Superman can always solve a problem by using his x-ray vision to reprogram a computer or his super ventriloquism to speak in a vacuum or pulling off any other impossible stunt by virtue of prefixing any noun with "super" and applying it to the situation. It's obviously frustrating. Just look at Lex Luthor and how insane it makes him to devise countless flawless plans only to have them ruined because he didn't account for superbiorhythm monitoring or supereconomic development.

What Superman does to others, Terra-Man does to Superman. The only difference is that Terra-Man relies on alien technology instead of alien physiology. With two characters calling upon deus ex machina after deus ex machina, Terra-Man comics--such as Superman #250--read a lot like they were cribbed from a transcript of two seven year olds on the playground.

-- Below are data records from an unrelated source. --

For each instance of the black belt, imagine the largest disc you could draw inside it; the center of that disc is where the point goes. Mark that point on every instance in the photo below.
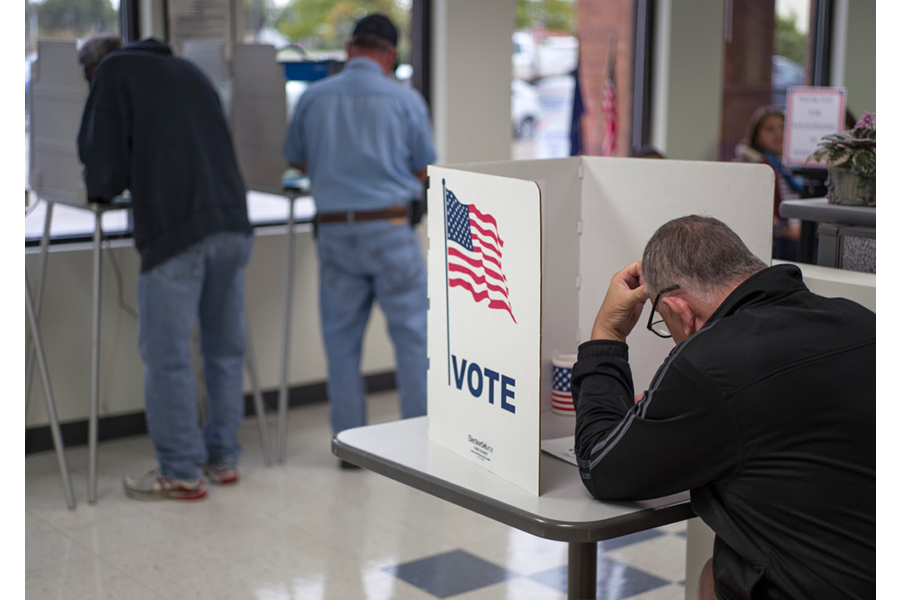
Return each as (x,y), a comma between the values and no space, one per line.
(392,212)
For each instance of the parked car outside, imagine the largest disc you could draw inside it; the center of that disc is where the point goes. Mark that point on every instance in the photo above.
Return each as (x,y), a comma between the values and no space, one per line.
(785,73)
(525,110)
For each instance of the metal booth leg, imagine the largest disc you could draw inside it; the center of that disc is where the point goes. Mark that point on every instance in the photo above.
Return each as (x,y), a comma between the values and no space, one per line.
(38,301)
(286,347)
(257,398)
(49,401)
(582,570)
(95,365)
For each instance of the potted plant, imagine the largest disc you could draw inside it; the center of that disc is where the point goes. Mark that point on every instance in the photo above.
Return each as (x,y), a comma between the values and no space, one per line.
(850,158)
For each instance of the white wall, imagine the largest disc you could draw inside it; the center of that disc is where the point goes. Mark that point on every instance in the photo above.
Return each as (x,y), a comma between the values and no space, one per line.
(687,91)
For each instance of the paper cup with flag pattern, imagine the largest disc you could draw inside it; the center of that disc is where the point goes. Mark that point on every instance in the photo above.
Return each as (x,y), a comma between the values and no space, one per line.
(561,393)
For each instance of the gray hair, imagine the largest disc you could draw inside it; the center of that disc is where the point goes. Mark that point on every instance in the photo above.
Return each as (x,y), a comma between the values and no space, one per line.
(93,50)
(700,254)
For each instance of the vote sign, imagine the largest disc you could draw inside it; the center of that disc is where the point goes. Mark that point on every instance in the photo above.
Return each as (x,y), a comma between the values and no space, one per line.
(484,319)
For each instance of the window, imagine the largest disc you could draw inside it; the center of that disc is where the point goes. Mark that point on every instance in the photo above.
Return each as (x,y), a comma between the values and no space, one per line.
(767,49)
(545,55)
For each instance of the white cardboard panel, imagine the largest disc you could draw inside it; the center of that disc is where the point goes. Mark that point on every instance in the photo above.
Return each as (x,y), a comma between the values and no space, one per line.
(259,121)
(484,363)
(560,184)
(57,96)
(625,200)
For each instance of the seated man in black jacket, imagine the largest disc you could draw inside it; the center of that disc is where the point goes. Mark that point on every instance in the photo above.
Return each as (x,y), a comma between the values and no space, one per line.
(153,124)
(765,410)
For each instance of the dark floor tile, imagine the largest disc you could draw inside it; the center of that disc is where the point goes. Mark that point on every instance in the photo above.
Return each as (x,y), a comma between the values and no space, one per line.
(451,573)
(627,540)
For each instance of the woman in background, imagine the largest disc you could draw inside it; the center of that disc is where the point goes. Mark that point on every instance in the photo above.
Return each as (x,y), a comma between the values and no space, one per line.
(762,144)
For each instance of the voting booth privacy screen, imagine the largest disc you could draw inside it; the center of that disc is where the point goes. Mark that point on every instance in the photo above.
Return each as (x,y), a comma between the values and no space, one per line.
(519,258)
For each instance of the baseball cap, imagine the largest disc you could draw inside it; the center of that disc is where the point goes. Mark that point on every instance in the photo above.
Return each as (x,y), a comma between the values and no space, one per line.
(376,25)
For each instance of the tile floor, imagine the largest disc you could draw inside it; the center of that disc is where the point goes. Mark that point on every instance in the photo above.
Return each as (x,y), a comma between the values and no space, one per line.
(303,530)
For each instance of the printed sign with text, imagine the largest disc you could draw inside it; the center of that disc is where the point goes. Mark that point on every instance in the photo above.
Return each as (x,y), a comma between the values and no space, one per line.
(484,318)
(812,112)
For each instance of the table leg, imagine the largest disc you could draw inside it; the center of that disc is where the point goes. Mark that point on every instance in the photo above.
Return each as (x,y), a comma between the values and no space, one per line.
(95,366)
(286,347)
(49,401)
(806,245)
(257,398)
(582,570)
(39,298)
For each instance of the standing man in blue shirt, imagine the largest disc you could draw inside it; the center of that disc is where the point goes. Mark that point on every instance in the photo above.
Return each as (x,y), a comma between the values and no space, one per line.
(365,142)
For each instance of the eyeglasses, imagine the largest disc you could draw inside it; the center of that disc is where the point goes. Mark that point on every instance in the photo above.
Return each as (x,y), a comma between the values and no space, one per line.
(659,326)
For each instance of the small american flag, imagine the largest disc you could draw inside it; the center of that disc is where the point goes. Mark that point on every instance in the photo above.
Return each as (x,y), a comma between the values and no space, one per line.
(561,392)
(475,253)
(608,107)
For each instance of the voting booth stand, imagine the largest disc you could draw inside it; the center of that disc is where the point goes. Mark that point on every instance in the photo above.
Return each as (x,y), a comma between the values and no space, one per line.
(520,255)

"Ha ha, Terra-Man! I put you in jail!"
"Then I break out."
"You can't! I put you in a cell with no windows."
"Then I call my flying horse to come flap his wings so hard it sucks the wall down!""Oh, yeah? Well the guards shoot you and kill you!"
"Nuh-uh. My horse's wings are flapping so hard he blows all the bullets away.""Well, I'm Superman and his wings can't flap hard enough to blow me away!"
"I pull out my gold tooth and throw it at you--"
"So?"
"Let me finish--and the gold expands until your entire body is covered in gold and you're so heavy you can't even fly anymore.""But I have superstrength. I can push an entire planet--"
"Too late! I flew away, back to my invisible space ship to get the rest of my alien technology.""Fine. I fly up to the sun to melt off all the gold. Then I wait for you to come back to Earth and I chase after you.""And I shoot you in the head!"
"I'm Superman, dummy. I'm bulletproof."
"Yeah... well, this isn't a bullet. It's my special branding iron gun."
"But Superman can't be burned, so you can't brand--"
"Alien technology!""Awright... then I'm laying here like I'm dead with your stupid brand on my forehead."
"Ha ha! I defeated Superman. Terra-Man is the best!"
"Not so fast! I grab you by the leg. I was only pretending to be dead and now with my superstrength holding you, you'll never get away.""Uh-oh, did you say superstrength?"
"Yeah, why?"
"I knew you weren't really dead all along. I was just trying to trick you into using your superpowers."
"Why?"
"Because my branding iron gun also makes you turn old and every time you use your superpowers you get even older.""What?"
"Ha ha ha, you're an old man and you're going to die of old age before you can beat me."
"I use my x-ray vision to see--.""My clothes are x-ray proof. Oh, and since x-ray vision is a superpower, you're even older!"
"I don't even want to play anymore..."
"Now, I put on my power glove that makes me even stronger. Strong enough to kill Superman!""I don't care."
"Ha ha, I killed Superman!""Hey, whatcha guys doin'?"
"What's up, John? I just killed Superman!"
"What? How?"
"Alien technology!"
"That's stupid. You can't kill Superman with alien technology. Only Kryptonite can kill Superman!""Shut up! I did too kill Superman."
"No, you shut up. Your alien technology couldn't kill anyone."
"It could kill you! Bang! Bang!""And the bullets bounce off Superman!"
"Nuh-uh! You were dead!"
"Yeah, but I just let you kill me so my mutant healing factor could bring me back to life back at full strength!""You can't have a mutant healing fac--"
"Guys, there's the bell. Recess is over."
"Okay, Terra-Man, I punch you and I win!"
"Wait, my alien technology stops your punch from--"
"Not this time! You can't use your alien technology when John is around because he makes it not work. Now let's get you back to jail."